Researchers identify genetic mutations responsible for 10 percent of schizophrenia
A study recently published in the journal Nature Genetics reported that people with no family history of schizophrenia but who go on to develop the illness were found to have approximately eight times more ‘spontaneous’ genetic mutations (that is, genetic mutations occurring in the absence of external ‘mutating forces’) than people who do not have schizophrenia. These mutations occurred mostly in genes involved in brain development.
Scans of the DNA of people with schizophrenia revealed that a particular type of spontaneous genetic mutation – ‘copy number’ mutations, which involve either the gain or loss of a genetic material – account for at least 10% of the non-familial cases of the illness.
Furthermore, in non-familial cases of schizophrenia, researchers were able to identify specific genetic mutations present in people with illness but not in their unaffected biological parents.

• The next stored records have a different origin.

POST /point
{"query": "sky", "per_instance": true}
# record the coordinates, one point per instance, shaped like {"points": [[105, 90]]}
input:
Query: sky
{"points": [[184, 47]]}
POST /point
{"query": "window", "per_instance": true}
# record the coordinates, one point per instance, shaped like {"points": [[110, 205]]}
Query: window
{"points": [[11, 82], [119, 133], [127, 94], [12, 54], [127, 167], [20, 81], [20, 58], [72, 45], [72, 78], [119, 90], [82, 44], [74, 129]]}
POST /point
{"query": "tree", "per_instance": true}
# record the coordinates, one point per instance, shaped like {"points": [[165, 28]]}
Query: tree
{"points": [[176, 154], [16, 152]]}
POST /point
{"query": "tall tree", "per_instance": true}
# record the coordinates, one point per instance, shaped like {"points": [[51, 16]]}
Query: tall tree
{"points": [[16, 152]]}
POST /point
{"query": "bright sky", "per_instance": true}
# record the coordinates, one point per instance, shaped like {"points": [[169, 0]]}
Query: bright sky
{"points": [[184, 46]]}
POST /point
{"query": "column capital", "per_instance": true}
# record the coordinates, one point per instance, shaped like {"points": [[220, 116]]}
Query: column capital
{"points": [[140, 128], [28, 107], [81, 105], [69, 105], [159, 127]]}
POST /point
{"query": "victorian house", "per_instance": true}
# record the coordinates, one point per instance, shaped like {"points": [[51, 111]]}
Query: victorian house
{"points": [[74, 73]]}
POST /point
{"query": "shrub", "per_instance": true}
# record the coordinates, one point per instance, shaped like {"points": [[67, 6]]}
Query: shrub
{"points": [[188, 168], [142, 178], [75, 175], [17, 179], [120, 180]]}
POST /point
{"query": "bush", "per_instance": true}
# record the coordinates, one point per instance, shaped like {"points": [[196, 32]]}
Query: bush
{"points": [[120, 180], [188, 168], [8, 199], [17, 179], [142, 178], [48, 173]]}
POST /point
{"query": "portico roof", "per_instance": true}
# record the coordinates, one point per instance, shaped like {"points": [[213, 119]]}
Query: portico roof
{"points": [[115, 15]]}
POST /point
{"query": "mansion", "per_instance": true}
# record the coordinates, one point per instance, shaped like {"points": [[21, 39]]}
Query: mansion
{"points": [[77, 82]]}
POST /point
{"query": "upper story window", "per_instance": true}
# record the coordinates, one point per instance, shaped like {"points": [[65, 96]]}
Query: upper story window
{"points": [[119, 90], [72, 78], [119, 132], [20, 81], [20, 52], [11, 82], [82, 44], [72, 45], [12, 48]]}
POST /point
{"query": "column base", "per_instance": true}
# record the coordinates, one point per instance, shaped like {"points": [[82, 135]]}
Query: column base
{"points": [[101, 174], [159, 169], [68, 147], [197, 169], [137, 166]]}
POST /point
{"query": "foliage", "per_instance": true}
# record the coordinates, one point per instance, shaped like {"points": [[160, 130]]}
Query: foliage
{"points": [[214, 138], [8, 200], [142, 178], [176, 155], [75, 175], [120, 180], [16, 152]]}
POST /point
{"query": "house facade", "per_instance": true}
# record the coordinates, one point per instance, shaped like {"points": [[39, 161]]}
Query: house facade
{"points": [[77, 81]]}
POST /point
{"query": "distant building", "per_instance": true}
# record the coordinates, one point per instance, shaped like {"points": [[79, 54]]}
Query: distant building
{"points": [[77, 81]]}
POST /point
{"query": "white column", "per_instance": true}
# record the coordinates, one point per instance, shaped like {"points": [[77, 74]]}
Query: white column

Echoing findings of another recently published study, most of these mutations were found in genes involved in brain development.
The Director of the U.S. National Institute of Mental Health commented that “such abnormal deletions or duplications of genetic material are increasingly being implicated in schizophrenia and autism. Now we have a dramatic demonstration that genetic vulnerabilities for these illnesses may not be inherited from parents, at least in the sense that these vulnerabilities were not present in the parental genes. This line of research holds promise for improved treatments – and perhaps someday even prevention – of developmental brain disorders.”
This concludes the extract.